# Carpeting that looks like Sand?



## CharlieMount (Apr 21, 2011)

I'm producing and directing an upcoming LA production of "Seascape". We've decided to use carpeting rather than real sand. Anyone have a suggestion of carpeting "type"? Or a good source in Los Angeles? We're thinking of some sort of yellow industrial carpeting. Something thin, with the right texture, laid over foam-topped platforms. Thanks for any thoughts.


----------



## FatherMurphy (Apr 21, 2011)

Depending on what sort of sand look you're trying for (and your budget), you might consider three or four different carpet types that are somewhat close together in color, cutting them into odd blotchy shapes, and overlapping them randomly (think desert camo). This will help keep the stage from looking too flat, and you won't have to worry about wrinkles or seam lines.

If the run is short, any sort of carpet will probably do just fine, so I'd go with the cheapest available. You might check with the local pipe and drape decorator companies for used rental carpet from trade shows and special events, they might be willing to sell you leftovers and end rolls for cheap-cheap.


----------



## jglodeklights (Apr 22, 2011)

You can also, if you don't intend to use the carpet in a nice place or just for backstage sound deadening, paint it with a couple of water washes to add some tones, a la dyeing. 

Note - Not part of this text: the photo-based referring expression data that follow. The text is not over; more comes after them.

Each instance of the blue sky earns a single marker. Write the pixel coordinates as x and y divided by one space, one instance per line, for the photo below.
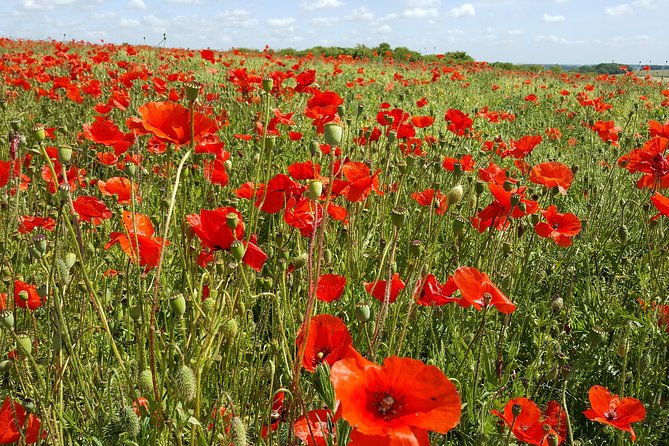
519 31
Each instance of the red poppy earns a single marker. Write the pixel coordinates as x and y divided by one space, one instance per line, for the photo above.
121 187
276 415
328 341
313 428
430 292
559 227
91 209
378 289
616 412
170 122
529 423
330 287
458 122
522 147
139 233
26 295
478 291
28 223
661 203
552 174
14 421
396 403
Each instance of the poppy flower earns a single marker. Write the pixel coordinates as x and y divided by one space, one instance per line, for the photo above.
378 289
559 227
478 291
661 203
91 209
276 415
529 423
328 341
14 421
138 237
121 187
28 223
26 295
552 174
170 122
430 292
330 287
313 428
616 412
396 403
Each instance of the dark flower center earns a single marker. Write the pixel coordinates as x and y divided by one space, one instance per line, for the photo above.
386 405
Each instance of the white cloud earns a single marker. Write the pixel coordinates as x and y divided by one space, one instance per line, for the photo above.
553 18
619 10
129 23
281 23
320 4
466 9
137 4
361 13
422 3
418 13
324 21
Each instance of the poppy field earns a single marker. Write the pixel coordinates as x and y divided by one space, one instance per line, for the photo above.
244 247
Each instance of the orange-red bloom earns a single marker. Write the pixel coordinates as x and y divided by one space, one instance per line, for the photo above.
328 341
170 122
616 412
552 174
14 420
559 227
396 403
477 290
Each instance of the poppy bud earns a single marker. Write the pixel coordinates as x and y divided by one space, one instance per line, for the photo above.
398 216
38 132
64 154
267 84
596 336
333 134
362 312
40 243
315 189
24 345
15 123
7 318
232 220
455 195
237 249
192 90
178 305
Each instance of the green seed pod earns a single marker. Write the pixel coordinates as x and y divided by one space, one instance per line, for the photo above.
185 387
596 336
398 216
64 154
333 134
315 189
238 432
237 249
70 259
362 312
24 344
145 382
455 195
7 319
129 421
230 330
178 305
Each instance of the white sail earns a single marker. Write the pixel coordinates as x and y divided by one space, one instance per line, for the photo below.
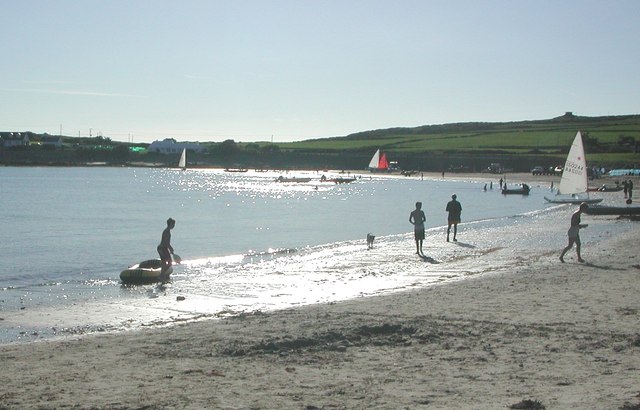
183 160
375 160
574 175
573 183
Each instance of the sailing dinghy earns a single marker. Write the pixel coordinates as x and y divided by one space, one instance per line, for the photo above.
182 164
573 183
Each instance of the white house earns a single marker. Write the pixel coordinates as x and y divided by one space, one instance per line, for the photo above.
52 141
171 146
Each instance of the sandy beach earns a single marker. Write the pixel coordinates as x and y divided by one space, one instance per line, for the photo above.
541 333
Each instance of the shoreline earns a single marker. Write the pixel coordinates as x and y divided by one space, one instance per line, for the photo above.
564 335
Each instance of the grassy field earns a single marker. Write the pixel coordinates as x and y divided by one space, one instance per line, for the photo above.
607 139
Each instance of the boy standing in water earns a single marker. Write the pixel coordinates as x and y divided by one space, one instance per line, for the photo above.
417 218
455 209
165 250
574 232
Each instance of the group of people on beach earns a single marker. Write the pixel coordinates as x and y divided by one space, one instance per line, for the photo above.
417 219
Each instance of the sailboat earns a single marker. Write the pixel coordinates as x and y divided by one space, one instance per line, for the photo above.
182 164
573 183
379 162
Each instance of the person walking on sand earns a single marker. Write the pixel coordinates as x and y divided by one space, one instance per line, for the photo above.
574 232
418 219
455 210
165 250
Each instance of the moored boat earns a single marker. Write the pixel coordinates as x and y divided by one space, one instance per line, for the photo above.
605 188
517 191
612 210
292 179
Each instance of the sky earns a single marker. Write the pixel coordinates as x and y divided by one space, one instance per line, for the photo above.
291 70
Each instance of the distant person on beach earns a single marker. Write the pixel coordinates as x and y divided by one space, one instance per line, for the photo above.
455 210
417 219
574 232
165 250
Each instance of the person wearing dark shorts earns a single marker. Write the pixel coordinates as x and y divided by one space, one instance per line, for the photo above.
165 250
455 210
574 232
417 218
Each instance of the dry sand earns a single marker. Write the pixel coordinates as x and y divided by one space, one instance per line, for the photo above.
565 336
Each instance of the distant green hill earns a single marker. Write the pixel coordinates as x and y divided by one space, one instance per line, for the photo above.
610 141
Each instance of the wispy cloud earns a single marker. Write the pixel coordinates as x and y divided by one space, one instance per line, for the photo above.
70 92
196 77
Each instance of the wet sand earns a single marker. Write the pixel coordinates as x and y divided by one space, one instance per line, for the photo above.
541 332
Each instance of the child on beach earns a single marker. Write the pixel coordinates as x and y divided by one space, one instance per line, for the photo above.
574 232
455 209
165 250
417 218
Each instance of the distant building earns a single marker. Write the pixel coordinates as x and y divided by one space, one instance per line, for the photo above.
171 146
14 139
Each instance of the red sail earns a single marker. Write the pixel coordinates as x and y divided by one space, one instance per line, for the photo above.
383 163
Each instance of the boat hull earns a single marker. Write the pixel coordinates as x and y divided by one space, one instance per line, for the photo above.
612 210
515 192
149 271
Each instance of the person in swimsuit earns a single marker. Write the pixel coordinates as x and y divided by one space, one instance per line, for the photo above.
574 232
165 250
417 218
455 209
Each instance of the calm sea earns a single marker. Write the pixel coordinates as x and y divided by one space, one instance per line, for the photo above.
247 242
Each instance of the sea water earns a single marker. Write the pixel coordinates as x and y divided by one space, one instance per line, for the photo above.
248 243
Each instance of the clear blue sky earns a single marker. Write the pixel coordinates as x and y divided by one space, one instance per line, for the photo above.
297 69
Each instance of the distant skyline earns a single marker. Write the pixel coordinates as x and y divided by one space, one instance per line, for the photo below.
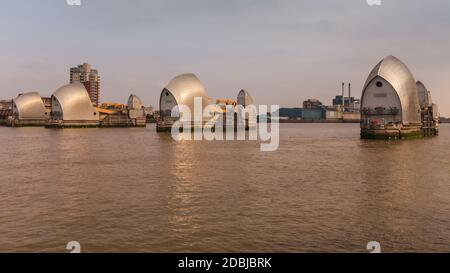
282 51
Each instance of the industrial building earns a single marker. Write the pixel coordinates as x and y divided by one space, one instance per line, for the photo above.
90 78
181 91
28 109
429 111
244 98
120 115
390 105
72 108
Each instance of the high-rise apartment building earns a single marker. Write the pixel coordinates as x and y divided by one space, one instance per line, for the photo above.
90 78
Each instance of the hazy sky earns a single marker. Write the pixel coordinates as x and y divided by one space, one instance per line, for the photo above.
282 51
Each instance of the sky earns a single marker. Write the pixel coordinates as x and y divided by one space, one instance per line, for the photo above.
282 51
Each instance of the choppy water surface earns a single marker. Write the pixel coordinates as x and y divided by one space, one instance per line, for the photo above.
133 190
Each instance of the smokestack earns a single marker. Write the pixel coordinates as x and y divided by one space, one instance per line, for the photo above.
350 98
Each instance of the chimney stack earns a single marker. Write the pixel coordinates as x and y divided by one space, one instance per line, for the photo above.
350 98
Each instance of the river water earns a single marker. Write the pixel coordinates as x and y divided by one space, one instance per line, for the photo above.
134 190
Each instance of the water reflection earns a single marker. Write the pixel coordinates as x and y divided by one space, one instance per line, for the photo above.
139 191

Just remember, whatever you do.....probably go a half a shade or shade darker than you think you want. The floor is probably what will be getting the most light thrown onto it, and if you can see it you don't want it to be overwhelming to the audience. Hhmmmmm, someone one told me about a show...the floor was excellent.


----------



## CharlieMount (Apr 22, 2011)

Thanks. Good suggestions. I'll pass on to my set designer. Much appreciated.


----------